Australia has announced that its troops will be withdraw from Afghanistan nearly a year ahead of a previously scheduled 2014 withdrawal date.
Julia Gillard, the Australian prime minister, said on Tuesday that most of 1,550 remaining Australian troops in Afghanistan were expected to return home by the end of 2013.
That timetable would see the largest force provided by any nation outside of the NATO alliance leave the country a year ahead of the proposed December 2014 withdrawal date for all international forces.
Australian forces had mainly been stationed in the central Uruzgan province, where they trained an Afghan national army brigade to take responsibility for security in the province.
“This is a war with a purpose. This is a war with an end,” Gillard said
in a speech to the Australian Strategic Policy Institute in Canberra.
“We have a strategy, a mission and a timeframe for achieving it.”
The deaths of Osama bin Laden and many of al Qaeda’s senior officials, along with general improvements in security were cited as reasons for the accelerated withdrawal.
Gillard has said that she will take the proposed timetable to a NATO summit on Chicago on May 20 where she is also expected to sign a partnership agreement with Afghan President Hamid Karzai.

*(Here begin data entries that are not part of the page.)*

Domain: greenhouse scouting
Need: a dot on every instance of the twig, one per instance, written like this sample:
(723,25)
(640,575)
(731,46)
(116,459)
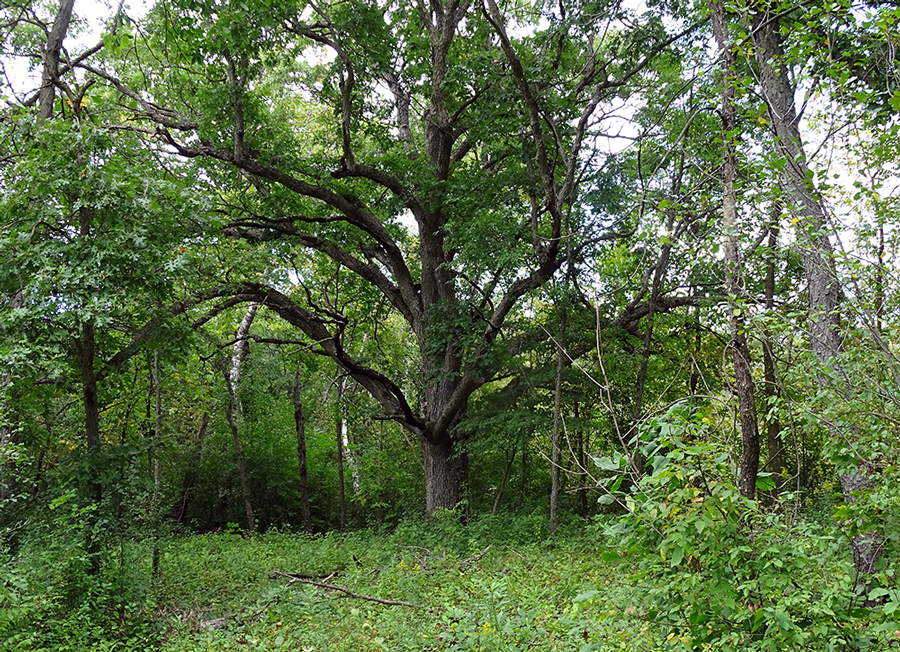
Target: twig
(335,587)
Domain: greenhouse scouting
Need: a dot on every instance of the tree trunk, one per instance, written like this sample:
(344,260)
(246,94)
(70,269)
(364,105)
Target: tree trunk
(445,474)
(507,470)
(191,475)
(8,427)
(803,203)
(51,57)
(740,352)
(582,463)
(300,423)
(157,441)
(245,485)
(775,465)
(557,419)
(339,438)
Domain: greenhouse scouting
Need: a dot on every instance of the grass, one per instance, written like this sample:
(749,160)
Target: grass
(476,588)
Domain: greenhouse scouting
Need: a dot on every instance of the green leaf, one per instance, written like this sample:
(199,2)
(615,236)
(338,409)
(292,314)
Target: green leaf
(584,597)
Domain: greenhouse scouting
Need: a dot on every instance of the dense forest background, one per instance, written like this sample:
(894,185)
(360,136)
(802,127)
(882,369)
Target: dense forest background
(619,272)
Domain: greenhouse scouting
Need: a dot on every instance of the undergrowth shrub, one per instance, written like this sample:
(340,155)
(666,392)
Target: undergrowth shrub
(718,572)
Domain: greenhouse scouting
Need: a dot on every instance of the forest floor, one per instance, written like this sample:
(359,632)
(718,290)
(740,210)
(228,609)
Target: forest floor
(498,584)
(502,585)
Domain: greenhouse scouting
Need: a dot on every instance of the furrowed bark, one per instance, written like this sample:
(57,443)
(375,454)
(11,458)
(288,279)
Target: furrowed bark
(740,352)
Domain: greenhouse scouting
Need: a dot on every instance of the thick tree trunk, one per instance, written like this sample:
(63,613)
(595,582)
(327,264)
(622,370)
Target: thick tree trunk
(445,474)
(802,202)
(300,423)
(740,352)
(50,57)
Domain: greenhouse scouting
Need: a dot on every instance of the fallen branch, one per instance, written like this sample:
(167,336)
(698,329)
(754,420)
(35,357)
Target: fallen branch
(465,562)
(335,587)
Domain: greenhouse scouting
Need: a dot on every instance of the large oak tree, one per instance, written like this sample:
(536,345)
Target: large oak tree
(331,126)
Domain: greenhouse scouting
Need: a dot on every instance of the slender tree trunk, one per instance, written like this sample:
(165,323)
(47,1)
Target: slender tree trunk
(510,457)
(803,203)
(300,423)
(775,465)
(879,280)
(582,462)
(232,377)
(557,420)
(339,437)
(157,441)
(740,352)
(191,475)
(232,423)
(8,427)
(523,473)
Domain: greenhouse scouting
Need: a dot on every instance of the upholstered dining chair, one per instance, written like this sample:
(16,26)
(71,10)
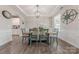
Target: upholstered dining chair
(43,35)
(33,33)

Citing mid-2013 as a milestone period for the international presence in Afghanistan, Gillard also said that she expected the Afghan President Hamid Karzai to make an announcement on transition in Uruzgan and other provinces in the coming months.

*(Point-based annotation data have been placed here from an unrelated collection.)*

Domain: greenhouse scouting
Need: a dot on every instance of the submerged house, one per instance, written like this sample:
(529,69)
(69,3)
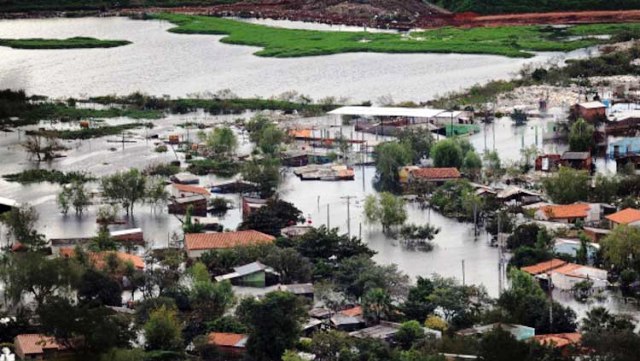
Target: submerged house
(198,243)
(628,216)
(254,274)
(34,346)
(433,175)
(520,332)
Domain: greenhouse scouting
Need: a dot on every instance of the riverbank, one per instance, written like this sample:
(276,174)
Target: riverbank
(506,41)
(70,43)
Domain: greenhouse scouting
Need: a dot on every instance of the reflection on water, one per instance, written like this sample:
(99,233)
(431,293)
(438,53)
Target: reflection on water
(159,62)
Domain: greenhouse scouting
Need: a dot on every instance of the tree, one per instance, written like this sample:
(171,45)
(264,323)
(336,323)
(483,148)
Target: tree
(43,147)
(264,172)
(103,241)
(290,265)
(500,345)
(376,305)
(97,289)
(419,236)
(408,334)
(472,164)
(272,217)
(390,156)
(418,140)
(33,274)
(567,186)
(621,248)
(329,345)
(323,244)
(126,188)
(581,136)
(222,141)
(447,153)
(274,324)
(156,193)
(418,306)
(162,330)
(386,209)
(20,223)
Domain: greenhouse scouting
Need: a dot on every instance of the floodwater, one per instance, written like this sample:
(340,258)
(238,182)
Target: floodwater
(159,62)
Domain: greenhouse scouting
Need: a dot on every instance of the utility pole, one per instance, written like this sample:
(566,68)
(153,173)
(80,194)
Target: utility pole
(463,274)
(328,218)
(348,198)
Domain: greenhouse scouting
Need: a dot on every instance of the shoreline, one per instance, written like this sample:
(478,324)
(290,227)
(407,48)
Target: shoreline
(459,20)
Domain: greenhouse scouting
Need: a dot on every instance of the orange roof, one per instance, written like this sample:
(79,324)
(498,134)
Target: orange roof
(226,339)
(191,189)
(543,267)
(579,210)
(300,133)
(436,173)
(625,216)
(98,258)
(199,241)
(33,343)
(559,339)
(352,312)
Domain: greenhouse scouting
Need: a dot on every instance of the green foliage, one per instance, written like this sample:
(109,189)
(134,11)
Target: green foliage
(386,209)
(45,175)
(621,248)
(418,140)
(415,236)
(20,227)
(527,304)
(272,217)
(265,173)
(126,187)
(447,153)
(162,330)
(409,333)
(222,142)
(581,136)
(528,6)
(567,186)
(376,305)
(274,324)
(389,157)
(98,289)
(278,42)
(70,43)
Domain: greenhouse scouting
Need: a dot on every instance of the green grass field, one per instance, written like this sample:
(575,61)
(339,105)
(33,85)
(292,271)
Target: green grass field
(513,41)
(71,43)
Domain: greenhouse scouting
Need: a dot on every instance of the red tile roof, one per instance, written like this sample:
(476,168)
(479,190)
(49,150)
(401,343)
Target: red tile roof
(191,189)
(33,343)
(99,259)
(436,173)
(200,241)
(559,339)
(625,216)
(579,210)
(544,267)
(226,339)
(352,312)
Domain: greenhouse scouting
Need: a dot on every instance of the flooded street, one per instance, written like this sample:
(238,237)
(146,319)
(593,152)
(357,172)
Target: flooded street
(159,62)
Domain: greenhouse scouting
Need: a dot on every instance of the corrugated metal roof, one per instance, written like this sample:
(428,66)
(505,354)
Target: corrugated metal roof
(388,112)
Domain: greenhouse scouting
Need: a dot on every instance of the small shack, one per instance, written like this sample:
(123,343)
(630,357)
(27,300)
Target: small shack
(254,274)
(592,112)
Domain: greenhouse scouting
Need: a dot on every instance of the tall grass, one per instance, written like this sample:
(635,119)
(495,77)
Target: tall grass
(511,41)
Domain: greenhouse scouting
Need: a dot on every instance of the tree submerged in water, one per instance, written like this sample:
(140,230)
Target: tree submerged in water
(418,237)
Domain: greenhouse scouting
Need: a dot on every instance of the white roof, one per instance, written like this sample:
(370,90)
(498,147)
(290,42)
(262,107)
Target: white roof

Al Jazeera’s Bernard Smith, reporting live from Kabul, says Gillard is “just pre-empting Hamid Karzai” in his statement about which regions of the nation will be handed over to Afghan security forces.
The prime minister said she expected the handover of the central province to Afghan forces to take 12 to 18 months, at which point, the Australian presence in Afghanistan “will look very different to that which we have today”.

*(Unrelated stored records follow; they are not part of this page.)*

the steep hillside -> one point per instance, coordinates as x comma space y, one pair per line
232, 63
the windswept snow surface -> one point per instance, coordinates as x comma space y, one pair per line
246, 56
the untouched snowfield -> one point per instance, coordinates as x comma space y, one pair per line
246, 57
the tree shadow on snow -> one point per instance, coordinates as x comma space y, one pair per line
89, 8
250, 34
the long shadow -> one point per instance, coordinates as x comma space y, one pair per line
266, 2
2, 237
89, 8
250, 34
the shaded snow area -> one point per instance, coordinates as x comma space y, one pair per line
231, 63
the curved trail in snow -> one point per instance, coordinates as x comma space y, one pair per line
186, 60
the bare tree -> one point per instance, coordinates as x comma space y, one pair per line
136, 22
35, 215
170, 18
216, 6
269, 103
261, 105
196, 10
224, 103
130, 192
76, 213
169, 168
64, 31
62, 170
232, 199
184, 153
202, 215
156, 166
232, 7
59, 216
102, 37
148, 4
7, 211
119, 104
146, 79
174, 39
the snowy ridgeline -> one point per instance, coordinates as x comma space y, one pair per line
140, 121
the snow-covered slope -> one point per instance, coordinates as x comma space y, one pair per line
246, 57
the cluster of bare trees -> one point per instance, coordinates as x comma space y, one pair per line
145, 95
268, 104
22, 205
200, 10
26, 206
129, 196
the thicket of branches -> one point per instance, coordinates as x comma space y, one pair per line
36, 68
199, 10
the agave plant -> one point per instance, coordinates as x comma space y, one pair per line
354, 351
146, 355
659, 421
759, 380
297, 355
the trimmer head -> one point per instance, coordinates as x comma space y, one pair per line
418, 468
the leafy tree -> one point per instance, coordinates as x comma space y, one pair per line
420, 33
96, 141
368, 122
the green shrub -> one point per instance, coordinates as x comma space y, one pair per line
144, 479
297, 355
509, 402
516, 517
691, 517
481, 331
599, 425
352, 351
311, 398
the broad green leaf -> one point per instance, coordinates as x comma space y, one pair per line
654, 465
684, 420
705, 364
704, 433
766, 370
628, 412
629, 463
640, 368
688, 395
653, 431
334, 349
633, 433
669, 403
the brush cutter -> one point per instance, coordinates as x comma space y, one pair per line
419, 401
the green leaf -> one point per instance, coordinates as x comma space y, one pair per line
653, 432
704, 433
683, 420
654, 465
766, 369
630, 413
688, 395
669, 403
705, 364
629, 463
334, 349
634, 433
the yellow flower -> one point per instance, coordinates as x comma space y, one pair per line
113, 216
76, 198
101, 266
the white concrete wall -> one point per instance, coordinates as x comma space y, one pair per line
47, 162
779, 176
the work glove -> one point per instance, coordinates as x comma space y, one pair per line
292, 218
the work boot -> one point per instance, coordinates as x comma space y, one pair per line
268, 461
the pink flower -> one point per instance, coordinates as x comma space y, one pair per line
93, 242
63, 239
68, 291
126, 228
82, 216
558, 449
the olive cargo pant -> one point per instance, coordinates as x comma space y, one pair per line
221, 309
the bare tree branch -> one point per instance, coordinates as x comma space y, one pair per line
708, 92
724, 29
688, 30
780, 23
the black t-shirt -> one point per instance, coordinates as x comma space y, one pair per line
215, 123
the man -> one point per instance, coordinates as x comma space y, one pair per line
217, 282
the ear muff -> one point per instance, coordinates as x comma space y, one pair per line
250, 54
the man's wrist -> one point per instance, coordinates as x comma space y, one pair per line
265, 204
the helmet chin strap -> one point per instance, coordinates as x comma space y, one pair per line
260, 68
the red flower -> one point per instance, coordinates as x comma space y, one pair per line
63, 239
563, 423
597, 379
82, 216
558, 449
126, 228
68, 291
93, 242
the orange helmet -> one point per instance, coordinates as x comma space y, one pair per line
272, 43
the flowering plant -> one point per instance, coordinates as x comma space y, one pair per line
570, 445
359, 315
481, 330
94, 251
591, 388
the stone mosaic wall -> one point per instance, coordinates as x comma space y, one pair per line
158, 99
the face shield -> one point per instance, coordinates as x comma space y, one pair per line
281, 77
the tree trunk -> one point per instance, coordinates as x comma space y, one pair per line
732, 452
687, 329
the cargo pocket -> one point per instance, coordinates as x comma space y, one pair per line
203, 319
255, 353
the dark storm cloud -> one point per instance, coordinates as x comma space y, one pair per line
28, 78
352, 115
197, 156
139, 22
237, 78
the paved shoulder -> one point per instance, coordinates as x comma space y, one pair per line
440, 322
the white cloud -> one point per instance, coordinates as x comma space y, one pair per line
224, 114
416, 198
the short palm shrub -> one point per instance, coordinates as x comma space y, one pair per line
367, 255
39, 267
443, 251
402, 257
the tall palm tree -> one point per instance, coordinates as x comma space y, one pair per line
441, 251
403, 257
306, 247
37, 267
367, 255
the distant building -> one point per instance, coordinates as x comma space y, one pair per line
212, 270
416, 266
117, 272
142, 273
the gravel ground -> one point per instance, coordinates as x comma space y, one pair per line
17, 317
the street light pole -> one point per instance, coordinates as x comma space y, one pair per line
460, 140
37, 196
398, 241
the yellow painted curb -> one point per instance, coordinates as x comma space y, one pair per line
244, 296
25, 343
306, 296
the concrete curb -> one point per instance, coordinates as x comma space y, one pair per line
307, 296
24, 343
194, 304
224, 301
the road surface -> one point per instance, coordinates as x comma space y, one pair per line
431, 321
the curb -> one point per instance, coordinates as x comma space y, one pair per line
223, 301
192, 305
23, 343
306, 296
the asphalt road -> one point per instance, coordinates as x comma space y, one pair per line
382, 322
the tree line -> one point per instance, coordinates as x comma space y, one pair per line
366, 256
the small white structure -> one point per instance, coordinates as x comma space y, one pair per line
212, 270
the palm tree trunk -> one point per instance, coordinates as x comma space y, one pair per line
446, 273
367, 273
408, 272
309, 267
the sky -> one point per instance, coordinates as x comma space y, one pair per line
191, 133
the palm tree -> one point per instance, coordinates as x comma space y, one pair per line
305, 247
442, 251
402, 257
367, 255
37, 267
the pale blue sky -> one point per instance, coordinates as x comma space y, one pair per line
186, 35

“We will have completed our training and mentoring mission. … And the majority of our troops will have returned home”, Gillard said.
Our correspondent said that though “it’s theoretically possible that those Australian troops could have been deployed elsewhere to help the NATO efforts”, the 1,500-strong Australian forces will largely see their job as complete once control of Uruzgan has been handed over to Afghan forces.
Australia would consider keeping some Special Forces soldiers in Afghanistan beyond 2014 and help fund the ongoing costs of Afghan security forces, Gillard said.
“Australia has an enduring national interest in ensuring that Afghanistan does not again become a safe haven for terrorists,” Gillard said.
Opinion polls in Australia have shown falling levels of support for the country’s presence in Afghanistan where 32 Australian soldiers have died since a US-led invasion to overthrow the Taliban in 2001.
Some within the political opposition suggested the early withdrawal was an attempt by Gillard to boost support for her unpopular Labor Party.
“It would be a shameful thing if, after nearly 12 years of deployment in Afghanistan and the loss of more than 30 Australian lives, this mission was foreshortened for reasons of domestic political convenience for the Labor Party rather than on the basis of the advice of the military commanders in the field,” opposition Senator George Brandis told Sky News ahead of Tuesday’s announcement.
But opposition leader Tony Abbott signaled support for the early withdrawal, telling reporters in Melbourne he had no reason to believe “it shouldn’t be possible to finish the job sooner rather than later”.
Referencing the deaths of Australian soldiers, Abbott said, “We want to make sure that sacrifice has been worthwhile and that will happen if our troops come home soon with their mission accomplished”.